More and more friends on Facebook are sharing the close-ups of Tamimi’s head after he was shot – covered in blood – and the video clips of his evacuation. I have no choice but to look at the photographs, and my body stiffens, freezes, shakes a bit. Before I was notified of Tamimi’s death, the photographs reminded me of Tristan Anderson, the American whose skull was shattered by a similar canister by similar soldiers in Ni’lin, in a demonstration at which I was present. I remembered the horror of that day, and the time that Anderson then spent in the hospital, hovering between life and death until he left in a wheelchair, in which he’ll probably remain for life. I remembered Matan Cohen, and Limor Goldstein, and their injuries, and my own light injuries. I remember Bassem and Jawaher Abu Rahma, who were killed in Bil’in, and 10-year-old Ahmed Moussa, who was killed by soldiers in another demonstration – and more.

It is simply shocking. Truly shocking. I look around, and I don’t see my society shocked. Not shocked at all of these people, or at the two head injures in Nabi Saleh yesterday, or at the two arrests in a peaceful demonstration in Ma’asara, which didn’t even get any coverage. I see the careful reports reading, “Palestinians claim that…” and the blind faith in the stance of the IDF Spokesperson. And the lack of shock shocks me even more. Especially shocking after all this are the reader comments, which claim that “they deserved it” or that describe the weekly popular demonstrations in the occupied territories, despite the repression and the injuries and the arrests and the terror and the death, as a “game,” or “theater,” or a “hangout of anarchists and bored Arabs.” And I hope that somehow, the UN Special Rapporteur on Free Speech, who spent Friday in Nabi Saleh when Tamimi was shot, sees and understands what is happening here, and maybe will manage to give us some assistance from outside. He, or the European consuls who are witnessing the trial of Bassem Tamimi, or diplomats who document the destruction of the caves and wells in the South Hebron Hills. But I have a hard time believing.

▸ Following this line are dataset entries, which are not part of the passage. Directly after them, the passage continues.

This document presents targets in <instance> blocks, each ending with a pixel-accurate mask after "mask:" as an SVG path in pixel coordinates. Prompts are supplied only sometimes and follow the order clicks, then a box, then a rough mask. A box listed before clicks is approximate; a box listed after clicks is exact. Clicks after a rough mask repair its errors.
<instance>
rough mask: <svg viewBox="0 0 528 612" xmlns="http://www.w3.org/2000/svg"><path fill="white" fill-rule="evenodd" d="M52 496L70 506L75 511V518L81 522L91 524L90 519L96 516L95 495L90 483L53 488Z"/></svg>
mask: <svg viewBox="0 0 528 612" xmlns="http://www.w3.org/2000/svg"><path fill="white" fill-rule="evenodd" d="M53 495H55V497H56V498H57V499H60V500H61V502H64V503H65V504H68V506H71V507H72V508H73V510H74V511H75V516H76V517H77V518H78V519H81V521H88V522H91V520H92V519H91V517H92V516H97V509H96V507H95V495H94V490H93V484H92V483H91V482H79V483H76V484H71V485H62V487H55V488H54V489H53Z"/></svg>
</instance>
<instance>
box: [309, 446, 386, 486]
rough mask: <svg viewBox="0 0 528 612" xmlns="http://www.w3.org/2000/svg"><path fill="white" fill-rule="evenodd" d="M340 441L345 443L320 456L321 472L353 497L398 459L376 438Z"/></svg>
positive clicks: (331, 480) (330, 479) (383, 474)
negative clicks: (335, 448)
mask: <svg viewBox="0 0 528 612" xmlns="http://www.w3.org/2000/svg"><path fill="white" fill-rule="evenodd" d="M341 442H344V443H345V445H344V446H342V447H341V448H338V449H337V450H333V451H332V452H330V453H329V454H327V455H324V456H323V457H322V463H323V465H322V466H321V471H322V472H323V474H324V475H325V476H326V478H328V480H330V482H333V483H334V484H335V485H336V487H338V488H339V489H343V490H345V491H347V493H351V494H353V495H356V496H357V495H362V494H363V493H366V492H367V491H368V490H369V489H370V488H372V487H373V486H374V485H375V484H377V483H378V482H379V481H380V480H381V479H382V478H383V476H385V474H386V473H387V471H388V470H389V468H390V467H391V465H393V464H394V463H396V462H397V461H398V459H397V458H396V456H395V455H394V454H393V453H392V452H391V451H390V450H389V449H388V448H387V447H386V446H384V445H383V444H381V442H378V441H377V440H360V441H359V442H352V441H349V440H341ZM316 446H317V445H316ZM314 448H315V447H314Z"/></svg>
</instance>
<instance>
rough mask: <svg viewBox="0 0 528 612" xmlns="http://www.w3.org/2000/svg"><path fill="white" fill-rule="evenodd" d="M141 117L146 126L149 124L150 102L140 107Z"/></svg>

But – a shred of hope? Despite it all? Is there a source of encouragement, alongside all these killings, alongside the father of son who were killed in Gaza, and the death and bereavement that follows us everywhere thoughout this land of occupation and repression and war? Yes. The human spirit. It may be a cliché, but I believe in the words of Charlie Chaplin: We want to live by each other’s happiness — not by each other’s misery. We don’t give up on the eternal struggle for a future that is better, freer, more equal, more just, and in the long run, we achieve something. Capitalism and racism may incite us to selfishness and war, but ultimately, occupations collapse, empires fall, and humans continue to create and protest and build and love. And alongside such pictures of murder, this must be remembered.